Douze milliardaires détiennent à eux seuls plus de richesses que la moitié de l’humanité

Image d'illustration. Graphique de l augmentation de richesse des milliardairesADN
Un récent rapport met en lumière l’extrême concentration des richesses mondiales : douze milliardaires détiennent désormais davantage que la moitié de la population mondiale, révélant l’ampleur des inégalités économiques sur la planète.
Tl;dr
- 12 milliardaires détiennent plus que la moitié de l’humanité.
- Les ultra-riches profitent de politiques fiscales avantageuses.
- Oxfam appelle à une taxation et une régulation accrues.
Un fossé de richesses qui se creuse
Au fil des ans, la concentration de la richesse mondiale atteint des sommets sans précédent. Selon le dernier rapport publié par l’ONG Oxfam, les 12 personnes les plus riches du globe possèdent désormais davantage que la moitié la plus pauvre de l’humanité, soit près de quatre milliards d’individus. Ce constat, que l’organisation met en lumière chaque année, témoigne d’une progression fulgurante des fortunes des super-riches. En effet, jamais le monde n’avait compté autant de milliardaires : ils sont aujourd’hui plus de 3 000, cumulant une fortune totale estimée à 18 300 milliards de dollars. Fait marquant, cette richesse s’est accrue de 16,2 % en un an, soit trois fois plus rapidement qu’au cours du précédent quinquennat, tandis que la lutte contre la pauvreté connaît un net ralentissement depuis la pandémie de 2020.

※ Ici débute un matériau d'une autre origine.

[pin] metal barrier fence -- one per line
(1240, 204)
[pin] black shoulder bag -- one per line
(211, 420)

L’influence grandissante des ultra-riches
Le rapport met en cause non seulement l’accumulation vertigineuse des fortunes privées, mais aussi leur impact croissant sur les sociétés et les démocraties. L’ONG Oxfam insiste sur le fait que ces ultra-riches bénéficient d’un accès privilégié aux institutions. Ils disposent également d’une capacité inquiétante à racheter médias et entreprises stratégiques. Cette emprise remet en question « sape la liberté politique et érode les droits du plus grand nombre », alerte Oxfam. Un chiffre éloquent : selon ses estimations, un individu extrêmement fortuné a plus de 4 000 fois plus de chances d’occuper un poste politique qu’un citoyen ordinaire.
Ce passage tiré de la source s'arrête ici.